By Jacob Bunge
European Union officials approved a new variety of biotech soybean
developed by Monsanto Co., the company said Friday.
The ruling removes uncertainty for Monsanto, which already had sold the seeds to farmers this year, and for grain companies, some of which had refused to purchase the soybeans from farmers without approval from the EU to import the crop once it had been grown.
EU officials said the soybeans had “gone through a comprehensive
authorization procedure,” including a scientific review by the European Food Safety Authority. The authorization lasts for 10 years, and doesn’t permit the soybeans to be grown in the EU.
St. Louis-based Monsanto said Friday it plans a “full system launch in the United States in 2017” for the soybeans.
The soybeans, called “Roundup Ready 2 Xtend,” are genetically modified to resist a more powerful combination of herbicides, and have been touted by Monsanto as a potential blockbuster at a time when slumping crop prices have withered profits for the seed company and for farmers. The company has estimated it will sell 15 million acres’ worth of the seeds in the U.S. in 2017.
Monsanto sold relatively small quantities of the soybeans this spring to farmers in the U.S. under the assumption that EU officials would approve them on a similar time frame to prior biotech seeds the company had submitted.
But the EU continued its review for months, while member states debated whether to reauthorize the herbicide glyphosate, which Monsanto markets under the Roundup brand. The European Commission, the EU’s executive arm, last month reauthorized glyphosate for 18 months after member states couldn’t agree on an
Without EU approval, some major grain-trading companies, like Archer Daniels Midland Co. and Bunge Ltd., said they wouldn’t buy the Monsanto soybeans from farmers after they were harvested this year, for fear that some of those soybeans could erroneously wind up in EU-bound shipments and get rejected by import officials. Representatives for ADM and Bunge had no immediate comment on the approval.

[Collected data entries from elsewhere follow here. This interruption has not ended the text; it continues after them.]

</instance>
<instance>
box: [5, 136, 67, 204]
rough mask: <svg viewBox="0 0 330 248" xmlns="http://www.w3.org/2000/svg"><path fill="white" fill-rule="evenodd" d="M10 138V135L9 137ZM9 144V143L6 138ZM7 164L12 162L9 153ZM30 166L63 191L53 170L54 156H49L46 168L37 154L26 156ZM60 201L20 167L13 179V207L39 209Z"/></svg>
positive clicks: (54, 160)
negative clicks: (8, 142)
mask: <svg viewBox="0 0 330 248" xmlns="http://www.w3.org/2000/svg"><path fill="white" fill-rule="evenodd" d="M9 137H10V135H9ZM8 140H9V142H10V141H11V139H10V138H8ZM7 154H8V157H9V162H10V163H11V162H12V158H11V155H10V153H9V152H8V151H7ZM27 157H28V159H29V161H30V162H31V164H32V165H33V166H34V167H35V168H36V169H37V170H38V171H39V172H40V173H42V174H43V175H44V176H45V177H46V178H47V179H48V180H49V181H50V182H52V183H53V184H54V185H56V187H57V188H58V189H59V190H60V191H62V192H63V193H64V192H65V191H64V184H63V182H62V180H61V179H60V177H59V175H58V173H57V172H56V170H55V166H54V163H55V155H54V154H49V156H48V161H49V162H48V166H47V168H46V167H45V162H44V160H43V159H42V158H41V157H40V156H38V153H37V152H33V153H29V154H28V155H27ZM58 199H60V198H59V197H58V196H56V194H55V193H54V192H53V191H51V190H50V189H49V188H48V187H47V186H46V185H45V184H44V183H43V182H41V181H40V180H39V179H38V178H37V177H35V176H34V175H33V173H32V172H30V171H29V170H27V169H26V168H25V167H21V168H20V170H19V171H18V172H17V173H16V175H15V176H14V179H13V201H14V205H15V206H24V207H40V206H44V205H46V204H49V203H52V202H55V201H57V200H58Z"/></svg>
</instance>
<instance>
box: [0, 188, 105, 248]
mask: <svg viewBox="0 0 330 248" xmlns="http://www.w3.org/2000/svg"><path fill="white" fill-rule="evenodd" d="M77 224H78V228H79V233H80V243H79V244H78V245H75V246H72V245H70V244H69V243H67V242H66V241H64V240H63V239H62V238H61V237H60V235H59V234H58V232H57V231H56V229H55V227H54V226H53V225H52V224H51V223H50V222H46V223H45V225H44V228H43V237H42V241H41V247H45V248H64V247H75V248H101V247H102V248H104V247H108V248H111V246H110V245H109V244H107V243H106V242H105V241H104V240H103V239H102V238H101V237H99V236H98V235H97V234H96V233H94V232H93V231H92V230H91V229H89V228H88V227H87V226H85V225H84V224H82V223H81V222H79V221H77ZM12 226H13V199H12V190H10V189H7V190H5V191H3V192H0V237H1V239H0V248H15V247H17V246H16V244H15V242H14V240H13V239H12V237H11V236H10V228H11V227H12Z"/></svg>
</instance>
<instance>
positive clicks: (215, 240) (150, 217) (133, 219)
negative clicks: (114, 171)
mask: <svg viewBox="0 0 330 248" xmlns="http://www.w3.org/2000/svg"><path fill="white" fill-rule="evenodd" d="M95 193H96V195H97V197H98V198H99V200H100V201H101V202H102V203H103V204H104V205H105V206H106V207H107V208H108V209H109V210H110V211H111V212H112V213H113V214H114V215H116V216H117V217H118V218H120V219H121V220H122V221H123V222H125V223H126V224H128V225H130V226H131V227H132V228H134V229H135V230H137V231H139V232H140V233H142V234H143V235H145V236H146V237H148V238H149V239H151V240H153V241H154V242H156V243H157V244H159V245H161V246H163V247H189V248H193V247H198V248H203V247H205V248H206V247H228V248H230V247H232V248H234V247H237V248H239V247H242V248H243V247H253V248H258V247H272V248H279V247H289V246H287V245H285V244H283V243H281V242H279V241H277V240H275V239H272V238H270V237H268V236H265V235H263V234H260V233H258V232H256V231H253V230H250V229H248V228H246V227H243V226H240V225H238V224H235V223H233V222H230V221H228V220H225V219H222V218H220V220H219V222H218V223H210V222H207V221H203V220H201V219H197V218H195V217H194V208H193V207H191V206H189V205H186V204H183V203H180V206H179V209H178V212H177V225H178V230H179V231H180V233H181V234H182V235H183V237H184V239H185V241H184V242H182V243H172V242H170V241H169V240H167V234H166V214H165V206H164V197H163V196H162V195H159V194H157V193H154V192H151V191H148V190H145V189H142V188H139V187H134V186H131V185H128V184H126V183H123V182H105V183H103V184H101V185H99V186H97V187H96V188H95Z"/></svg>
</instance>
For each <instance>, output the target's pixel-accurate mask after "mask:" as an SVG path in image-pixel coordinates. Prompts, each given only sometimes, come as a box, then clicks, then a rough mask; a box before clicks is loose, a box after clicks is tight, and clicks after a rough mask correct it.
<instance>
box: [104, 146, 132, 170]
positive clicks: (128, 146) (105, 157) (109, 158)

Companies that buy, trade and process crops have been on guard for potential trade disruptions stemming from unauthorized biotech seeds after China began turning away some U.S. corn shipments in late 2013, citing a variety of pest-resistant corn developed by Syngenta AG that had yet to be approved. Grain companies claimed tens of millions of dollars in losses from the episode.
Monsanto still needs approval from the U.S. Environmental Protection Agency that would cover some applications of a more-powerful weedkiller, a combination of glyphosate and dicamba, that was designed for the company’s new soybeans.